Wide variations in the medical and surgical management of LBP reflect widespread professional uncertainty about optimal care of people with LBP.[5] Over 1000 randomized controlled trials (RCTs) have been published evaluating all types of conservative, complementary, or surgical treatments for LBP that are commonly used in primary and secondary care.[7] A special focus issue of The Spine Journal reviewed 25 categories of treatment presented for the management of chronic LBP.[8] Several interventions are included in clinical practice guidelines on LBP, including: back schools, nonsteroidal anti-inflammatory drugs (NSAIDs), the McKenzie method, needle acupuncture, spinal manipulation, trigger point injections, and watchful waiting.[8] A summary of European clinical guidelines for chronic LBP includes cognitive behavior therapy, supervised exercise therapy, educational interventions, biopsychosocial treatment, and short-term use of NSAIDs and weak opioids.[7]
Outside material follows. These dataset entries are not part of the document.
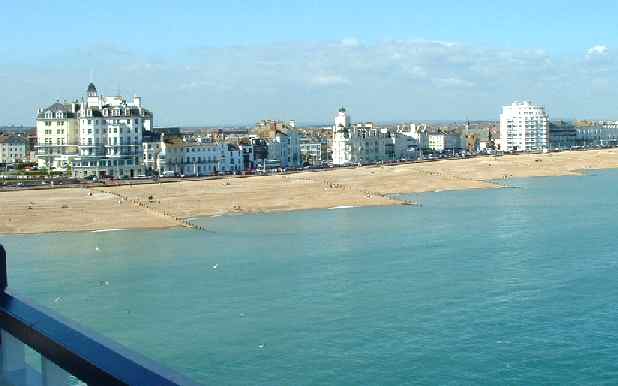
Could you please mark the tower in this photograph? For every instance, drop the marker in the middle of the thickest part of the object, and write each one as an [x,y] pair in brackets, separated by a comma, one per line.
[92,90]
[342,120]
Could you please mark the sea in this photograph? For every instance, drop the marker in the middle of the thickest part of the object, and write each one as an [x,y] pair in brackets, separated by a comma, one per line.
[515,286]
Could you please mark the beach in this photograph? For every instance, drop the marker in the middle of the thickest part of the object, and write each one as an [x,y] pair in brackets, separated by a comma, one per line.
[169,204]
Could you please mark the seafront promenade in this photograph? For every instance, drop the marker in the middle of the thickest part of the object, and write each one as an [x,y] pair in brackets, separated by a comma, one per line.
[171,204]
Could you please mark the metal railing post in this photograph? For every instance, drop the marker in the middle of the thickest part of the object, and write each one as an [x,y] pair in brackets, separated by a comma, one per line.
[3,280]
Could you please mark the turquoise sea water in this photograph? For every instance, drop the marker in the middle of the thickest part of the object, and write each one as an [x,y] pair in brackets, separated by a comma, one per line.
[511,286]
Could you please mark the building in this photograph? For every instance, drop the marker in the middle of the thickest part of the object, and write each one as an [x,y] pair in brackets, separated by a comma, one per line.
[110,136]
[442,142]
[283,142]
[314,151]
[601,133]
[562,135]
[192,158]
[524,126]
[13,149]
[473,142]
[57,131]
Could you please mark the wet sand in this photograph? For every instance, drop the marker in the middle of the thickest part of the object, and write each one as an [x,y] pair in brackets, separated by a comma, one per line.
[166,205]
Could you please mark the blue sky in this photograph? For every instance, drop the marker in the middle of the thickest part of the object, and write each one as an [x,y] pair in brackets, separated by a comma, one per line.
[211,62]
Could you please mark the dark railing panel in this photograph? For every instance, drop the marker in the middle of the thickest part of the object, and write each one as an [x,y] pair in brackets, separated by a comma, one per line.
[91,358]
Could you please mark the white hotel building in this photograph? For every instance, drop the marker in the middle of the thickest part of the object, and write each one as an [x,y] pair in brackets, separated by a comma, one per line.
[12,149]
[363,143]
[110,135]
[99,136]
[524,126]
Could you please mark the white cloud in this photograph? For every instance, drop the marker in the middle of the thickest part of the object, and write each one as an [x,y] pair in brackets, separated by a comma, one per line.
[408,79]
[329,80]
[350,42]
[598,50]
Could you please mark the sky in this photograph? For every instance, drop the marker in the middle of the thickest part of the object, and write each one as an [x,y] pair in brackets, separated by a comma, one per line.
[235,62]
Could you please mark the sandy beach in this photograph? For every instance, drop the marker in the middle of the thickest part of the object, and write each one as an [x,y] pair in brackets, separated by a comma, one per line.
[166,205]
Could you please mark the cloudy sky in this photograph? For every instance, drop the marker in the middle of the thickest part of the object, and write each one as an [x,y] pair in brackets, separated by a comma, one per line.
[234,62]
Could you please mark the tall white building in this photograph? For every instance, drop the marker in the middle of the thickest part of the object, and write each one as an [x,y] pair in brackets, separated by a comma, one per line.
[524,126]
[57,129]
[12,149]
[360,143]
[110,136]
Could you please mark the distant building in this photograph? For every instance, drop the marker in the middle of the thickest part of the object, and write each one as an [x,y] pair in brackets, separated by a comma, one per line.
[283,142]
[473,142]
[314,151]
[524,126]
[110,136]
[13,149]
[562,135]
[365,143]
[57,128]
[196,158]
[597,134]
[444,142]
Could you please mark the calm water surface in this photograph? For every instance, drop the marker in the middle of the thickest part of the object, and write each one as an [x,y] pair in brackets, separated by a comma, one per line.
[510,286]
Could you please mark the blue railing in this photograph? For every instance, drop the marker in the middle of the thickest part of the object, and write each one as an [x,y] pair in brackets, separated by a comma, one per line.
[68,352]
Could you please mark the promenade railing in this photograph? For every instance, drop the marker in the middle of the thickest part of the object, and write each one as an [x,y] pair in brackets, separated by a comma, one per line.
[69,354]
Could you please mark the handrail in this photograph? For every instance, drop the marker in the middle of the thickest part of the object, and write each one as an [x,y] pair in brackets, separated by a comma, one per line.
[89,357]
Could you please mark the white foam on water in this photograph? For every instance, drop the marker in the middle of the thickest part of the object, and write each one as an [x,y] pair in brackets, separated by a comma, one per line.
[342,207]
[108,230]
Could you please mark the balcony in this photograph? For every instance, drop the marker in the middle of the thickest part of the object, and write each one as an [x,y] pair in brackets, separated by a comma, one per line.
[66,351]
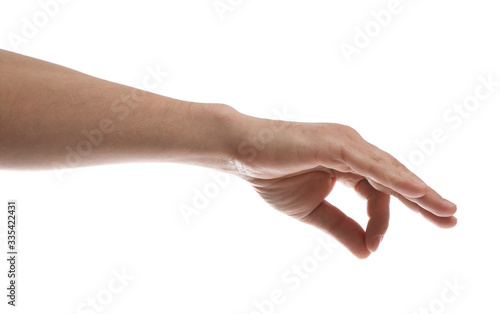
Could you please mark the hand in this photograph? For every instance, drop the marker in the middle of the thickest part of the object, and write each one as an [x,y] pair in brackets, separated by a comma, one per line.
[294,166]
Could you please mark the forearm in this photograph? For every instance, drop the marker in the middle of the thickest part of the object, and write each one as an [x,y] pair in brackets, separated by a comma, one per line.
[53,116]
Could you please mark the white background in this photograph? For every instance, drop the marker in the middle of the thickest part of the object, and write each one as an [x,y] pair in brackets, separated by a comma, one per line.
[265,57]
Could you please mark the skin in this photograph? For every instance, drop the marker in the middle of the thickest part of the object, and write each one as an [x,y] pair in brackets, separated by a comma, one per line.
[44,108]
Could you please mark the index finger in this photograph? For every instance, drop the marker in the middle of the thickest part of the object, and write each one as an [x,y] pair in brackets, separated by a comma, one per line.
[374,163]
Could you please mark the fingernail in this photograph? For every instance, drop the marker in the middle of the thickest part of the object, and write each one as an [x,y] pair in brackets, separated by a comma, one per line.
[420,184]
[448,203]
[377,243]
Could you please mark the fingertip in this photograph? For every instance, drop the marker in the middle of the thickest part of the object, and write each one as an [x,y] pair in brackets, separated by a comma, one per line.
[374,243]
[362,254]
[451,207]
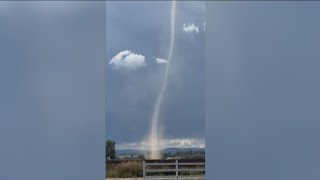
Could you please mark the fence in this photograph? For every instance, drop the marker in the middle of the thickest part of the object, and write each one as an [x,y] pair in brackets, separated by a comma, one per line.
[176,164]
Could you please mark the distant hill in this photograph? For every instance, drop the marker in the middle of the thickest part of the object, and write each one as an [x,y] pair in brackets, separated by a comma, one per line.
[168,150]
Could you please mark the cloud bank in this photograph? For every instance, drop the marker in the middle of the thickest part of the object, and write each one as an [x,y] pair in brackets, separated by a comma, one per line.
[190,29]
[161,61]
[127,60]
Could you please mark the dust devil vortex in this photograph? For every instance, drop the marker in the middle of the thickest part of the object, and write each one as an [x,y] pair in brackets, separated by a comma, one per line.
[154,134]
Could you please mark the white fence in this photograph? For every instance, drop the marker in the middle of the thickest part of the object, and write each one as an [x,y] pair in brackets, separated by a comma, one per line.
[176,164]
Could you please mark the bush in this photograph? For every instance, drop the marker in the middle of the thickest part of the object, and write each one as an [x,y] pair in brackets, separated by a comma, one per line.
[125,170]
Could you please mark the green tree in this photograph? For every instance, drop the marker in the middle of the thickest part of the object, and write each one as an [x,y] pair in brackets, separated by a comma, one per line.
[111,149]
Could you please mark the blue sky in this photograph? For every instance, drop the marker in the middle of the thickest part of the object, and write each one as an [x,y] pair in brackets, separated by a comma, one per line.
[143,29]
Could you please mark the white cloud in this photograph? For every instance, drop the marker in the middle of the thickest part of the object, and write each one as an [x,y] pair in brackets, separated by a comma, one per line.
[127,60]
[167,143]
[190,28]
[161,61]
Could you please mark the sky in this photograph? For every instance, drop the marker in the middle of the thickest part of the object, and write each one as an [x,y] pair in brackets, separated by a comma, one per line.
[52,90]
[262,90]
[137,40]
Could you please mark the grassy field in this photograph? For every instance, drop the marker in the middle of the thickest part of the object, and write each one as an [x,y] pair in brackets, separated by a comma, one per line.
[134,169]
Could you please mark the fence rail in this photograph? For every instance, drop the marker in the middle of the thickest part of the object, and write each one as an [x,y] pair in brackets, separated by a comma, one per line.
[176,169]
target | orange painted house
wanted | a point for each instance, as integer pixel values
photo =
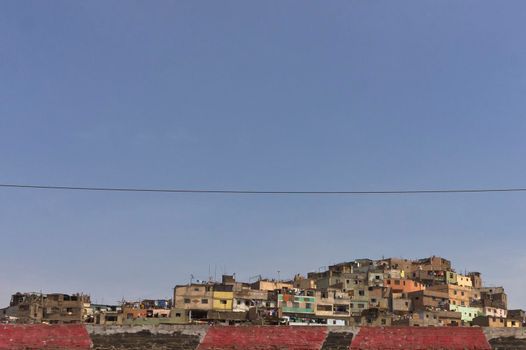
(403, 285)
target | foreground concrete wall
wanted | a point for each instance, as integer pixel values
(506, 338)
(41, 336)
(203, 337)
(161, 337)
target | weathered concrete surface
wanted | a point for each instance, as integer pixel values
(41, 336)
(161, 337)
(264, 338)
(413, 338)
(338, 340)
(203, 337)
(506, 338)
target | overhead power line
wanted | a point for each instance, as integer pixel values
(263, 192)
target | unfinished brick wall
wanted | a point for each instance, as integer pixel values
(413, 338)
(41, 336)
(263, 338)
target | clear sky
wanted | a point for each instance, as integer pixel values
(271, 95)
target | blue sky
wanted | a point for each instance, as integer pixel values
(272, 95)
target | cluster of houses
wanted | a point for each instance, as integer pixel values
(392, 291)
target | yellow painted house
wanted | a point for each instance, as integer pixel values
(222, 301)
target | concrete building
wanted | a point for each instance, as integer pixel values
(55, 308)
(196, 299)
(468, 313)
(489, 321)
(270, 285)
(461, 296)
(403, 285)
(429, 300)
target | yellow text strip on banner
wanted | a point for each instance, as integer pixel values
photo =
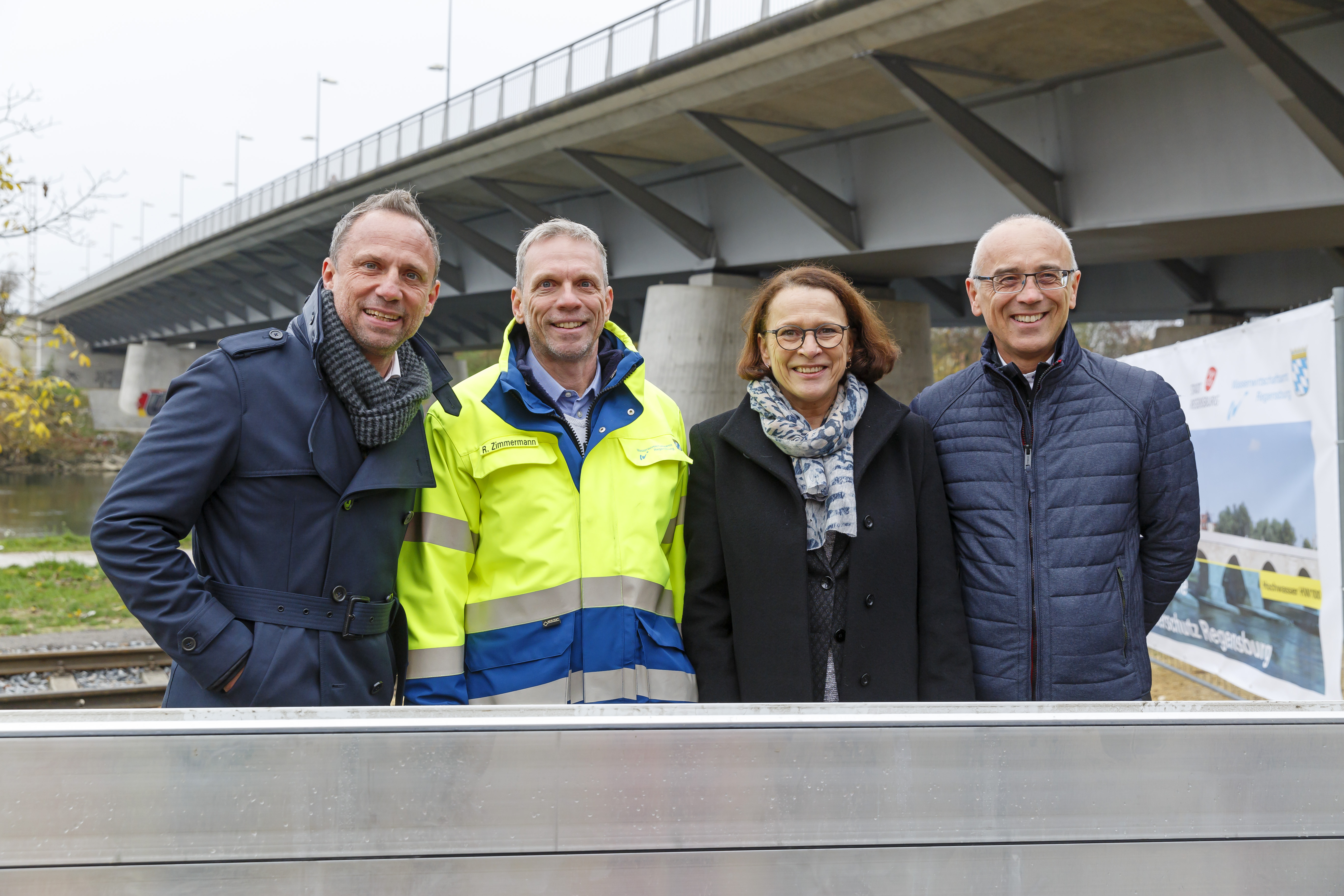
(1291, 589)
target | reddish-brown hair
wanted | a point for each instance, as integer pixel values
(874, 352)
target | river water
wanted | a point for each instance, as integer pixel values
(34, 504)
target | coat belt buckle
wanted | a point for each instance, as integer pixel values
(350, 617)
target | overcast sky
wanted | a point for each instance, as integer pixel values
(146, 91)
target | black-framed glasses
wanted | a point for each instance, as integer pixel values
(1046, 280)
(791, 336)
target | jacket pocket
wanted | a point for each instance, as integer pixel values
(1124, 613)
(521, 664)
(519, 644)
(660, 644)
(668, 676)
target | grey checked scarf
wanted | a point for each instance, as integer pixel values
(380, 412)
(823, 459)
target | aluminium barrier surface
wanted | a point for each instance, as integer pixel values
(932, 799)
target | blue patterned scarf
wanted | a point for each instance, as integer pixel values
(823, 459)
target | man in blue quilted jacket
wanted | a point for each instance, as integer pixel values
(1072, 485)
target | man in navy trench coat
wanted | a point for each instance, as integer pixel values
(298, 522)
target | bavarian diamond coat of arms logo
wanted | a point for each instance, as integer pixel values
(1302, 377)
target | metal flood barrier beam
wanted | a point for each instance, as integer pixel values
(846, 799)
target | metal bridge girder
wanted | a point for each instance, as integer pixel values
(828, 212)
(499, 256)
(315, 269)
(1308, 99)
(271, 307)
(203, 292)
(949, 297)
(1197, 285)
(521, 206)
(1025, 176)
(691, 234)
(292, 277)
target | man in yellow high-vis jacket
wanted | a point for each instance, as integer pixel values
(547, 563)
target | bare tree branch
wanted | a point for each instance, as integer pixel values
(56, 212)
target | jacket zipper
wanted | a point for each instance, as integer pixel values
(1124, 610)
(597, 398)
(1029, 436)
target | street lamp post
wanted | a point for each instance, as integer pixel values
(239, 138)
(143, 207)
(318, 127)
(447, 69)
(182, 199)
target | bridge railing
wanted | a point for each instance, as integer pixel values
(658, 33)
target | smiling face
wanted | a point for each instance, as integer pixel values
(808, 375)
(382, 284)
(565, 301)
(1026, 326)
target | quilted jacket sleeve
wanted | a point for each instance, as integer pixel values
(1169, 502)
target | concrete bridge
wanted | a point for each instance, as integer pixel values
(1193, 148)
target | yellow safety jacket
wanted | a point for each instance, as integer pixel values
(537, 572)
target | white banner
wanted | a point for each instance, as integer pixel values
(1263, 605)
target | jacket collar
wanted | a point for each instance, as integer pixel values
(874, 429)
(310, 324)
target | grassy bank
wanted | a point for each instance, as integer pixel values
(58, 597)
(65, 542)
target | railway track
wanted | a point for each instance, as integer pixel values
(67, 695)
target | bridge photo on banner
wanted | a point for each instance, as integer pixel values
(1261, 608)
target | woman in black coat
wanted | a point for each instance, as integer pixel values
(850, 594)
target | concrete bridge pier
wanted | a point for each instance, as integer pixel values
(150, 367)
(691, 339)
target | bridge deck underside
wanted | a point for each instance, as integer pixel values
(1170, 156)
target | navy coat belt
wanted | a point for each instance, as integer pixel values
(353, 617)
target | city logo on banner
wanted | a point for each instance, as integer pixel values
(1302, 375)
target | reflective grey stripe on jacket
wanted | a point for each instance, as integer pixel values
(444, 531)
(435, 663)
(547, 604)
(599, 687)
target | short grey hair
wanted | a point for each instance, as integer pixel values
(980, 244)
(396, 201)
(556, 227)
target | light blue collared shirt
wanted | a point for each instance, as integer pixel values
(573, 405)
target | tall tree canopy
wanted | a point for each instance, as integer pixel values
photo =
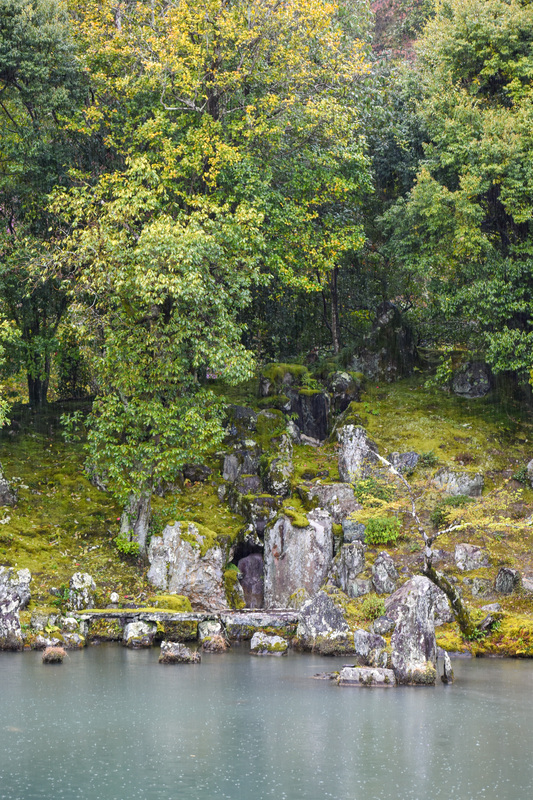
(233, 154)
(466, 226)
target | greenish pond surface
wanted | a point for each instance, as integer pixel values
(112, 724)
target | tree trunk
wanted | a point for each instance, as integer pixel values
(135, 519)
(459, 609)
(335, 310)
(37, 391)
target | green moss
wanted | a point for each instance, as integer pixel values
(232, 588)
(294, 509)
Although systematic reviews suggest that few of these interventions have sufficient evidence to suggest benefit, it does appear that acute LBP can usually be effectively managed by encouraging activity, reassurance, and short-term symptom control (analgesics or NSAIDs).[7] Treatments that demonstrate some effectiveness for the management of chronic LBP include exercise therapy, behavioral treatment, and multidisciplinary treatment programs, as well as short-term use of analgesics or NSAIDs.[7]

Research in complementary and alternative medicine (CAM) has increased over the last 15 years. Rigorous literature is growing steadily and is subsequently clarifying the validity of these techniques.[9] Specifically, the number of randomized trials of complementary treatments has doubled approximately every 5 years,[9] and currently the Cochrane Complementary Medicine Field Trials Registry contains over 43,000 records. In addition, CAM teaching institutions are now beginning to teach principles of evidence-based medicine and clinical epidemiology.[10,11] These initiatives are well placed, given the large number of visits to CAM practitioners.[12,13] A recent population survey in Canada found that 12.4% of Canadians visited a CAM practitioner in the year they were surveyed, between 2001 and 2005.[13] A review article on the international acceptance and use of CAM found prevalence rates between 5.0% and 74.8%, with an overall average prevalence of 32.2%.[12] Follow-up studies indicate a steady increase in CAM use.[12] More CAM users are women, middle-aged, educated, and experiencing chronic disease.[12,13] Back pain or back problems are one of the five most common medical conditions for which CAM has most often been used.[12] Among people reporting back problems, between 16.8% and 57.2% seek CAM treatments.[12]

Several herbal medicines are reported treatments for various types of pain. These include Commiphora molmol (myrrh), Capsicum frutescens (capsicum), Salix alba (white willow bark), Melaleuca alternifolia (tea tree), Angelica sinensis (don quai), Aloe vera (aloe), Thymus officinalis (thyme), Menthe peperita (peppermint), Arnica montana (arnica), Curcuma longa (curcumin), Tanacetum parthenium (feverfew), Harpagophytum procumbens (devil's claw), and Zingiber officinale (ginger).[14] Many have been the subject of extensive biochemical research, resulting in the delineation of their pharmacological and physiological effects.[15] For example, the mechanism of C. frutescens is partially related to its ability to deplete substance P, a neurotransmitter for pain perception.[16]S. alba is a platelet inhibitor and analgesic, and H. procumbens has analgesic and anti-inflammatory properties.[17] In addition, some of these herbal species have been clinically tested for the relief of symptoms of LBP.[15,18–20]

Given the large public health and economic burden LBP causes and the large number of people with LBP who regularly visit CAM practitioners, a systematic review of these herbal medicines was warranted.